Bro -
I just discovered that Beethoven died 184 years ago yesterday and that, when he was buried three days later, over 20,000 people attended his funeral.
Imagine if they all sang the vocal parts of his Ninth right there? Woulda'
been a helluva ceremony, no?
This is what happens when I can't get to sleep!
Your sleepless Bro
Sent via BlackBerry by AT&T
This is because Beethoven became very famous when he won the "Vienna's Got Talent" competition. After that he went on "Dancing with the Composers" and became even more famous.
Playing off his celebrity from these highly popular programs, he won lucrative endorsement contracts from the Schliegenhheimer Music Paper Company, Viertekrassen Ink ("These notes don't run") and Flabschmeier pianos ("Come, tickle our ivories").
He then got his own weekly program at the MusikVerein which quickly grew into such a phenomenon that celebrity guests were cutting each others'
throats to appear on it. (It is said that von Weber put arsenic in Schubert's coffee so he wouldn't have to appear on the same program with him.

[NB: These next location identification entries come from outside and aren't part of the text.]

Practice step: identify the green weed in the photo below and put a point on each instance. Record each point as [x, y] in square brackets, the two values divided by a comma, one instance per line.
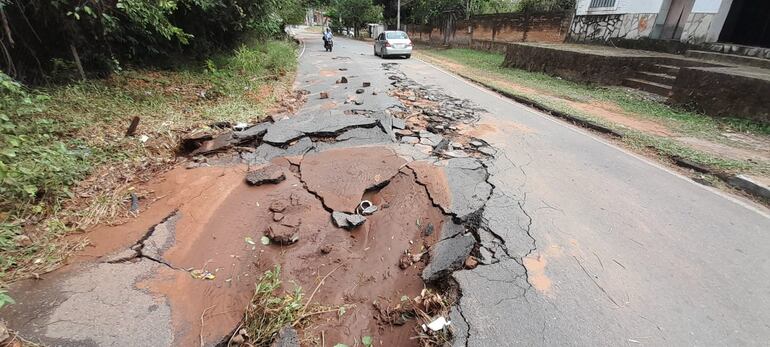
[51, 138]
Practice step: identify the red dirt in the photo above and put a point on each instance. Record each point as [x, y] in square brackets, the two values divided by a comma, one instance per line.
[218, 210]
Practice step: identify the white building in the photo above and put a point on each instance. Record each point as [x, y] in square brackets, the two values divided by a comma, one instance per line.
[743, 22]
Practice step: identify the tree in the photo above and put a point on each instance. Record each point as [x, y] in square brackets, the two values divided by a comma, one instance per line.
[355, 13]
[40, 36]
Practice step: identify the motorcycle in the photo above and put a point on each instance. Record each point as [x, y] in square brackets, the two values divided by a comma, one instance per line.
[328, 44]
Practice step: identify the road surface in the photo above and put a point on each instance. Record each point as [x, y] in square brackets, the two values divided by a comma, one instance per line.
[604, 247]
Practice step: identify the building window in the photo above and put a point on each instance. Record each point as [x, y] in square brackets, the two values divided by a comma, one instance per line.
[601, 4]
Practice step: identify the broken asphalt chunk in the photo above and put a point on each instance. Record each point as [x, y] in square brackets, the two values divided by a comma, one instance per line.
[447, 256]
[282, 234]
[271, 174]
[323, 123]
[399, 123]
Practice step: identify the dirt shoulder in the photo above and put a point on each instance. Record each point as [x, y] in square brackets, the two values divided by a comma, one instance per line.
[641, 122]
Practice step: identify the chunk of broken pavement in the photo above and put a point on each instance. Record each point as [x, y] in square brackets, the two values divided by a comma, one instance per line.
[399, 123]
[270, 174]
[346, 220]
[447, 256]
[282, 234]
[277, 206]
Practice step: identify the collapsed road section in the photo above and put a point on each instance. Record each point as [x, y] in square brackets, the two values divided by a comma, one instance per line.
[360, 209]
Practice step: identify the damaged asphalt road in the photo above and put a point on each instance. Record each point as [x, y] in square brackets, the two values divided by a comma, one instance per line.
[538, 233]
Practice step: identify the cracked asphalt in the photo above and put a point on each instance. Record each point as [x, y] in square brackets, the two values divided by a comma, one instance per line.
[578, 242]
[602, 246]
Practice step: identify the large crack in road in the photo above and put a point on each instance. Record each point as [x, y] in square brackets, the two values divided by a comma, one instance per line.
[412, 159]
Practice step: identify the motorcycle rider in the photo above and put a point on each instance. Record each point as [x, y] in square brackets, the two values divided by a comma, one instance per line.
[327, 36]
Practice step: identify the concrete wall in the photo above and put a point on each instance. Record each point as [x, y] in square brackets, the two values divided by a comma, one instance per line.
[721, 91]
[621, 7]
[635, 19]
[487, 31]
[611, 26]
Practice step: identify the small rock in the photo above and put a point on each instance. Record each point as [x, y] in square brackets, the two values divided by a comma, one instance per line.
[355, 220]
[271, 174]
[277, 206]
[428, 230]
[455, 154]
[399, 123]
[122, 256]
[366, 208]
[471, 262]
[282, 234]
[405, 261]
[22, 240]
[346, 220]
[487, 150]
[340, 219]
[291, 221]
[287, 337]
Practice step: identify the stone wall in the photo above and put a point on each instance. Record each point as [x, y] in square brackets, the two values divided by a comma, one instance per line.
[611, 26]
[490, 32]
[696, 29]
[722, 91]
[606, 27]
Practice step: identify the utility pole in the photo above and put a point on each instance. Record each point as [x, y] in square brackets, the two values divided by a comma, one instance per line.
[398, 16]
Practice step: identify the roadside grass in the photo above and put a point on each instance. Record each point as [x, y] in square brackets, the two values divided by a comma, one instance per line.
[66, 164]
[271, 308]
[486, 67]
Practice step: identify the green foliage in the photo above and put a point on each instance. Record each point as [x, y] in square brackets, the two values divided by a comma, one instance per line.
[268, 312]
[487, 68]
[105, 33]
[36, 167]
[5, 299]
[52, 138]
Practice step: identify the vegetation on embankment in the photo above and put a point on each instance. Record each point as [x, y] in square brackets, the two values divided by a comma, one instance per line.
[645, 122]
[66, 164]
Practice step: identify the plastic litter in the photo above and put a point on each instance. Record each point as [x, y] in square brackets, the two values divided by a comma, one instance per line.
[437, 324]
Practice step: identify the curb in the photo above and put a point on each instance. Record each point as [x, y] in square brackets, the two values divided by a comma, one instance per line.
[543, 108]
[750, 186]
[742, 182]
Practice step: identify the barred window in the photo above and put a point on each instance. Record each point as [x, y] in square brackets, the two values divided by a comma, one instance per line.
[601, 3]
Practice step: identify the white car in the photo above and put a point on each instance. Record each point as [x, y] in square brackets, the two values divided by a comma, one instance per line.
[393, 43]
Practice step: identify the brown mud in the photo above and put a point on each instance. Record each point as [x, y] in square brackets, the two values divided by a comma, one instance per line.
[222, 220]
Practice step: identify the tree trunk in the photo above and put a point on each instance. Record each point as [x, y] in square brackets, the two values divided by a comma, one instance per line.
[76, 56]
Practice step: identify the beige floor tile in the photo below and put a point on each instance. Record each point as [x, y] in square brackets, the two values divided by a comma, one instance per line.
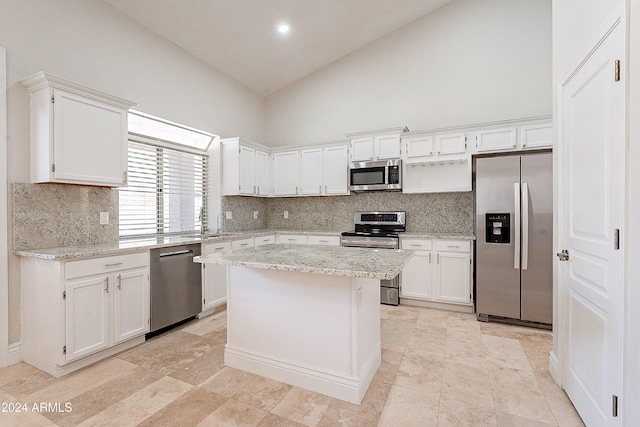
[79, 382]
[139, 406]
[303, 406]
[187, 410]
[214, 322]
[395, 333]
[98, 399]
[428, 339]
[454, 413]
[202, 367]
[562, 408]
[228, 381]
[428, 318]
[233, 413]
[263, 393]
[407, 407]
[467, 382]
[16, 372]
[272, 420]
[510, 420]
[517, 392]
[421, 370]
[498, 329]
[505, 352]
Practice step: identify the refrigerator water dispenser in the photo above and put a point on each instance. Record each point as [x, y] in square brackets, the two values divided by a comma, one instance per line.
[497, 225]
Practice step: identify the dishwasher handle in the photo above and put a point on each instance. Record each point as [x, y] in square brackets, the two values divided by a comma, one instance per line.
[176, 253]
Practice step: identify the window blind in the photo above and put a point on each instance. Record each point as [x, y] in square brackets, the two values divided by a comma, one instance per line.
[166, 191]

No proof of, course. Recent scholarship indicates that Shubert's cancellation was due to diarrhea caused by a tainted Linzertort.)
Soon after he started the immensely popular "B" magazine that became a trend setter and arbiter of culture whose influence still echoes to the present day. (Hey, they're still playing his stuff, right?)
No wonder all those people turned out.